Case statements are different however in that they do not allow their operands to be evaluated at runtime. They must be constants evaluated at compile time. However, they can include multiple constants in the same block by simply adding another case. This is how the library handles the
X token, which doubles the number of matching integer values. Each time an
X token appears in the
flags_x macro, the macro must "split" and determine both sets of values that the
swtich_flags_x macro creates. A new
case label is then generated.
Here is what the simple (two parameter) case expands to after preprocessing:
switch (((a > b) ? 1 : 0) | (((c != d) ? 1 : 0) << 1))
With a bit of simplification, the above reduces down to this:
switch ((a > b ? 1 : 0) | ((c != d ? 1 : 0) << 1))
Performance of this library was a key concern.
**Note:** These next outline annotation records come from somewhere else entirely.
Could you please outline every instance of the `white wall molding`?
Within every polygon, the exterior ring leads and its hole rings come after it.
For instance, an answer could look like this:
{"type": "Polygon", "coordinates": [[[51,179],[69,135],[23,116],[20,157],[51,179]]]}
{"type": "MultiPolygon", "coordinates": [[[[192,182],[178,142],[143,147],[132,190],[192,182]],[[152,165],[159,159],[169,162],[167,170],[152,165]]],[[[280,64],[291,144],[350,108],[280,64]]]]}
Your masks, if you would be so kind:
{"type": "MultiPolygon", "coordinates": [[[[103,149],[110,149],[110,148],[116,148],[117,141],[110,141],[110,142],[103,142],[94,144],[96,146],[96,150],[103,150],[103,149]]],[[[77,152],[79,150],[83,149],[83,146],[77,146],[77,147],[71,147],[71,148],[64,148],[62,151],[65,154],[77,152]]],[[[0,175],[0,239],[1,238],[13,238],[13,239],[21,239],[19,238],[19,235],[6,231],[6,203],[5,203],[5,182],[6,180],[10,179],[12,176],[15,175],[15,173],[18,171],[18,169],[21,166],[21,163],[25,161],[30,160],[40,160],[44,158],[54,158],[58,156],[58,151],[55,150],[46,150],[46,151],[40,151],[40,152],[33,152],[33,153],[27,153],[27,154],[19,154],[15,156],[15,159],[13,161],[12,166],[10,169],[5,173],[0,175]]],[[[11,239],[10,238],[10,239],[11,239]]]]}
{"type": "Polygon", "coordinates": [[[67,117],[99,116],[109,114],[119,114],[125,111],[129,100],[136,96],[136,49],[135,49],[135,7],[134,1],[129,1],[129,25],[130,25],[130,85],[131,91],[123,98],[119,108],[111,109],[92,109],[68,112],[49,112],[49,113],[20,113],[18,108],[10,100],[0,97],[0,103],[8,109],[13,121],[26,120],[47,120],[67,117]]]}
I did not want it to take any more time or memory than more traditional methods. The implementation scheme accomplishes this well by taking advantage of the compiler to optimize away constants when possible. Since it is made up completely of macros, it won't add any size to binaries. The only performance trade-off to be considered is that the library does not support conditional evaluation (see Caveats above).
The library requires that the user specify the number of arguments redundantly by using a suffix on the name of the macro itself. A possible solution to this problem is to use variadic macros as specified in C99. However, this would limit the audience of the library to those with conforming preprocessors. The library as it stands now is usable with almost any decent C preprocessor, which makes the library applicable to very wide audience. The addition of variadic forms of the macros in the library would be a possible improvement to the library.
I created this library to solve a particularly ugly piece of code I was writing and hope that it can be used by others to spruce up their own code. Please let me know if you use this code and any improvements that you feel would be helpful. Some possible improvements would be variadic versions of the macros, detection and automatic elimination of overlapping cases and a higher limit on the number of arguments.